The bag that changed it all...
Collicott’s creativity has a sunniness that requires no solar power and is sharpened by wit. No matter how diverse his products—one is Art Deco, the other recalls Russian Constructivism or the Milanese Memphis design movement; one’s a lamp, the other’s a menorah—their basic function is to induce amusement. It is an outlook shared by Kikkerland founder Jan van der Lande, who asked to produce Collicott’s Deco- like bookends after seeing them on the shelves of Kevin Brynan’s Mxyplyzyk shop almost 15 years ago.
It was a good deal: Collicott had been producing them himself at about the same cost as their shelf price today.
Solar Queen and Storage Calendar
Early years...
Born in Essex, outside London, Collicott had a habit of sneaking into his father’s carpentry workshop to play around with his tools and make things. At Norwich University, he studied graphics and typography, but instead of making typography, which he disliked, would “illustrate” it instead, crafting pop-up books to demonstrate the difference between typefaces. (In fact, his Talking Your Ear Off book is part of the permanent collections of both Yale University and the Smithsonian Institution Libraries). After some small badges he fashioned from hand-painted wood during art school were featured in British magazine Honey, he was commissioned by a Covent Garden shop for whom he made a bag with a Plexiglas bottom—fitted with a light fixture.
It was the lamp-bag that earned him the money to leave for America in 1982, where Collicott landed in Los Angeles. After school, his materials education had begun at London’s Shirtsleeves studio where he made props and models for TV, print ads and album covers and, in L.A., he continued to make models for commercials and music videos. In those days, model-makers weren’t making things on the computer. “That’s how I learned how to use different materials,” Collicott says: When they needed a four-foot-tall hamburger or a Crest toothpaste tube, they crafted them by hand.
Today, there are many high-tech ways to create an image or a form, including 3D scanning, but Collicott is hands-on, not just drawing but sculpting wood, Plexi or Bondo, a car body filler that sets fast and can be sanded down. “I haven’t been trained as a designer,” he says, “so I don’t really know what you’re not supposed to do.” So he combines materials that no one told him he shouldn’t combine, fashioning a concrete-and-glass lamp and attaching wrenches, like legs, to a bowl to form a centerpiece. He favors disposable materials (he once made a recyclable chair from cardboard tubes and cast joints), and materials that will render each piece slightly different, like vases that are a hybrid of cement and wood, highly tactile and unique.
“When I make a model, I take away anything extraneous and simplify it.

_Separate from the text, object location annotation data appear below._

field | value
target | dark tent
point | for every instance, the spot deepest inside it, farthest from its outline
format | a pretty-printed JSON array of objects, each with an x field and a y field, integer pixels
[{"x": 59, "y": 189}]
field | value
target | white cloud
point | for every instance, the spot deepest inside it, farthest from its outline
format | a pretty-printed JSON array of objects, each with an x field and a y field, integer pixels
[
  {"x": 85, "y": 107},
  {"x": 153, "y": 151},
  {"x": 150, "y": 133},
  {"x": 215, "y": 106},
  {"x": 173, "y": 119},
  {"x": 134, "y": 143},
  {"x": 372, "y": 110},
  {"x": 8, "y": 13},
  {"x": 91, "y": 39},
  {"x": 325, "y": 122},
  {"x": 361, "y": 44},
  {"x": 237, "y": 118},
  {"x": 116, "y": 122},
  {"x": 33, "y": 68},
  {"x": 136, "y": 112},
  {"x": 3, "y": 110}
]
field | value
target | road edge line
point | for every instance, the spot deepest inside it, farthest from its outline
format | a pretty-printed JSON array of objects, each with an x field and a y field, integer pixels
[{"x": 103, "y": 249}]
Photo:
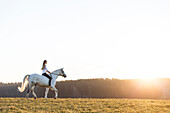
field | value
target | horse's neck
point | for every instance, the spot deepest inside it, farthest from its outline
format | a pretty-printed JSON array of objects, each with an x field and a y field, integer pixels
[{"x": 54, "y": 76}]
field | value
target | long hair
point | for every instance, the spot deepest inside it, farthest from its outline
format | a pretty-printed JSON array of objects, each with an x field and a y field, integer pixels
[{"x": 43, "y": 66}]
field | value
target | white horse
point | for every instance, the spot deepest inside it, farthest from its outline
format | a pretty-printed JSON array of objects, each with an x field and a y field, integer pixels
[{"x": 40, "y": 80}]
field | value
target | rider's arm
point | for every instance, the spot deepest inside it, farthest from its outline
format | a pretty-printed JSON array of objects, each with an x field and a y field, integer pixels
[{"x": 47, "y": 70}]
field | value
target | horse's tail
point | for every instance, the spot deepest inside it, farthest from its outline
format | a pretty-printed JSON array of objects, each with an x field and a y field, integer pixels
[{"x": 24, "y": 84}]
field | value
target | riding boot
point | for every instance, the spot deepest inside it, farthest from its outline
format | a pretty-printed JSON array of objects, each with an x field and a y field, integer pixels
[{"x": 50, "y": 82}]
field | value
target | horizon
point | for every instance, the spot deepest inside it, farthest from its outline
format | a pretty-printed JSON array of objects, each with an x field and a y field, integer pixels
[{"x": 90, "y": 39}]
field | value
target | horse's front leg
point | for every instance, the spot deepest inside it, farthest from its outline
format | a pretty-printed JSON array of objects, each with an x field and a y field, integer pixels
[
  {"x": 46, "y": 92},
  {"x": 56, "y": 91}
]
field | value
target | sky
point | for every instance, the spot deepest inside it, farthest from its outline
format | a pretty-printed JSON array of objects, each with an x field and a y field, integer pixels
[{"x": 89, "y": 38}]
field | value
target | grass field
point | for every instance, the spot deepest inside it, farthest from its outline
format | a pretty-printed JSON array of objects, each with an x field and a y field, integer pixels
[{"x": 84, "y": 105}]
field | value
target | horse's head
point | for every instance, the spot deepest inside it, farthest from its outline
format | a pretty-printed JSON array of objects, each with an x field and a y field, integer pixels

Don't tip the Waiter and Pushing Men Bookends
Furniture, pop-up books and papercraft, web graphics, Collicott has even designed five New York City spas and is a painter. He uses the medium, however, as a way to work out dimension, depth and proportion. “Because I strive to make something look very real, painting helps me create in 3D,” he says. “When I make a model, I take away anything extraneous and simplify it. Like the bookends: They were all about force and tension, so I thought, how can I express that with some small gesture, just a curve of the leg or a crease in the pants?”

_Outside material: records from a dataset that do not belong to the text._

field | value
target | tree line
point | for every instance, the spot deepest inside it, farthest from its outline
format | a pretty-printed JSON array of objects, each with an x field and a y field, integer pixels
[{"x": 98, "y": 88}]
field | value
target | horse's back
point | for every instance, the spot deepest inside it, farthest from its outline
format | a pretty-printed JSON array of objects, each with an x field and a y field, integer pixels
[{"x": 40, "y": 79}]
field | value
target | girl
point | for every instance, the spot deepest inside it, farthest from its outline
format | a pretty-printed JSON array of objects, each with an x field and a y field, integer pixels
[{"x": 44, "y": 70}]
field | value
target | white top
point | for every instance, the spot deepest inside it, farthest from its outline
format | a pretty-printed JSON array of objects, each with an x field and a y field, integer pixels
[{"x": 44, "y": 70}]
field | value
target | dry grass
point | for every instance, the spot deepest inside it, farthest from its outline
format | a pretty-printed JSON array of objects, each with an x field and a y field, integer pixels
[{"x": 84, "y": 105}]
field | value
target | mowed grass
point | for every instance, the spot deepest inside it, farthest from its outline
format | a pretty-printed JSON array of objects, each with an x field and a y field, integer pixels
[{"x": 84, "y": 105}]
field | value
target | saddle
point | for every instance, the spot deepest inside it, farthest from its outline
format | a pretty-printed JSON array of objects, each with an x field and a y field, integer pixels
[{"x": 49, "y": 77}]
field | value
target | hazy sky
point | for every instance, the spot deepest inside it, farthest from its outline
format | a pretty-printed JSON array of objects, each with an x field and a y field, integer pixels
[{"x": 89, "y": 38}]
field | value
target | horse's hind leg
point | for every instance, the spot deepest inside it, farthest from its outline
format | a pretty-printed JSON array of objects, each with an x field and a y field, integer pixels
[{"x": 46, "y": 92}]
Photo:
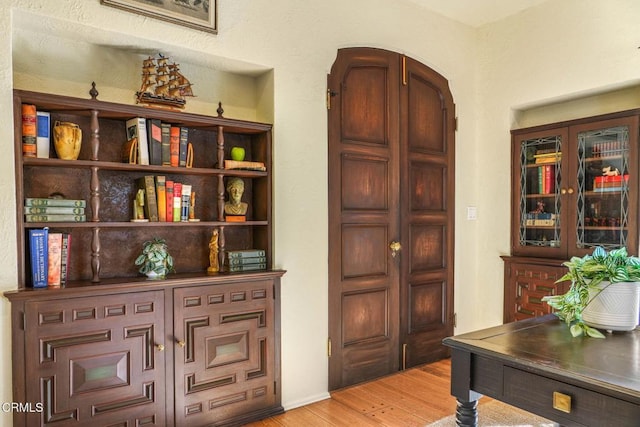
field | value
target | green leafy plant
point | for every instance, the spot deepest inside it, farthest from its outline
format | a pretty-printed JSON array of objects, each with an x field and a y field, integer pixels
[
  {"x": 155, "y": 259},
  {"x": 587, "y": 273}
]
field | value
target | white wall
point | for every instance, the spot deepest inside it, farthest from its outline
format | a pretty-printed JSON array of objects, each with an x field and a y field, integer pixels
[
  {"x": 62, "y": 46},
  {"x": 559, "y": 51},
  {"x": 561, "y": 48}
]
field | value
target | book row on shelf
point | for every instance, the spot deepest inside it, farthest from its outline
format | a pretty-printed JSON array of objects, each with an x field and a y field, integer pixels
[
  {"x": 146, "y": 141},
  {"x": 49, "y": 253},
  {"x": 609, "y": 148},
  {"x": 162, "y": 200},
  {"x": 546, "y": 179},
  {"x": 246, "y": 260},
  {"x": 54, "y": 210}
]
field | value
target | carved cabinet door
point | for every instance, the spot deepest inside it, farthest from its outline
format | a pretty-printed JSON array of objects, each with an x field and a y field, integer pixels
[
  {"x": 100, "y": 361},
  {"x": 225, "y": 354}
]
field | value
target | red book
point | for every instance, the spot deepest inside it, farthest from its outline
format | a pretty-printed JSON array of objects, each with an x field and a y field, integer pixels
[
  {"x": 177, "y": 201},
  {"x": 549, "y": 177},
  {"x": 174, "y": 145},
  {"x": 55, "y": 259},
  {"x": 169, "y": 200},
  {"x": 29, "y": 130}
]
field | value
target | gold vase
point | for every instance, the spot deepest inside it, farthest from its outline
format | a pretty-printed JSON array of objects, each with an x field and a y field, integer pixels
[{"x": 67, "y": 139}]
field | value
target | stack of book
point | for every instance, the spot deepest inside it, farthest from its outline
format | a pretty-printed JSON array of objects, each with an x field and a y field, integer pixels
[
  {"x": 246, "y": 260},
  {"x": 49, "y": 253},
  {"x": 157, "y": 143},
  {"x": 166, "y": 200},
  {"x": 610, "y": 183},
  {"x": 54, "y": 210}
]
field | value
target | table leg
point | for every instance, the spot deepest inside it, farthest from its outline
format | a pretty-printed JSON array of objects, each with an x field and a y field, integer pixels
[{"x": 467, "y": 413}]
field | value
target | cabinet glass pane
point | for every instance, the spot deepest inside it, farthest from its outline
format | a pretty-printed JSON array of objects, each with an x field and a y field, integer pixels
[
  {"x": 539, "y": 191},
  {"x": 603, "y": 192}
]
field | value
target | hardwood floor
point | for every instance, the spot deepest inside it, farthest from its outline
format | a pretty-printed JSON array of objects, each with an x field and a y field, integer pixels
[{"x": 414, "y": 397}]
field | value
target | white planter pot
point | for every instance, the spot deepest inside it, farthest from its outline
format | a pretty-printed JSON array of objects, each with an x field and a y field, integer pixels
[{"x": 615, "y": 308}]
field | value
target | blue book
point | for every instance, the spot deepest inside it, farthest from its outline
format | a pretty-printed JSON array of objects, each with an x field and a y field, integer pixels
[
  {"x": 39, "y": 251},
  {"x": 43, "y": 126}
]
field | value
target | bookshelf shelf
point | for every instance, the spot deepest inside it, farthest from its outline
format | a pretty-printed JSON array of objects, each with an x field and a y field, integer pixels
[
  {"x": 105, "y": 246},
  {"x": 164, "y": 335},
  {"x": 586, "y": 202}
]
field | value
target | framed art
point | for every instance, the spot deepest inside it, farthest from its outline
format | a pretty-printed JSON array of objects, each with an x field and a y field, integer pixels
[{"x": 199, "y": 14}]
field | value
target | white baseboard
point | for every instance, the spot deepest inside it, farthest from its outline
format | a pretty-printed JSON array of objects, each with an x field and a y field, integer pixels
[{"x": 306, "y": 401}]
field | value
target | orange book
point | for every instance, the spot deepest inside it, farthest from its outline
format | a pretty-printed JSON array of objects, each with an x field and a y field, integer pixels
[
  {"x": 174, "y": 145},
  {"x": 55, "y": 259},
  {"x": 29, "y": 130}
]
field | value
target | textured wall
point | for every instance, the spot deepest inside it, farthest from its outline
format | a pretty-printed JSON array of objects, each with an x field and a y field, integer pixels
[{"x": 270, "y": 60}]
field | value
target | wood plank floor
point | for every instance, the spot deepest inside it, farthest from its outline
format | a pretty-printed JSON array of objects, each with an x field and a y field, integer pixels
[{"x": 414, "y": 397}]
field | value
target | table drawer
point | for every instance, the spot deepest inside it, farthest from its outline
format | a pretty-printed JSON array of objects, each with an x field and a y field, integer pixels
[{"x": 581, "y": 406}]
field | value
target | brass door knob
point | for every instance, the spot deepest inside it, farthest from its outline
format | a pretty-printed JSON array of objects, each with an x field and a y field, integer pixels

When Collicott moved to New York in 1999, he took a mere month to pull up roots. Since then he has traveled lightly through life in other ways too, moving among disciplines and media, between art and design: “It’s about not wanting responsibility. Everybody has their own idea of success. Mine was to get through life without having a fulltime job and to make things,” Collicott explains. “Making things is the only thing I ever wanted to do. And everything else is like icing on the cake.”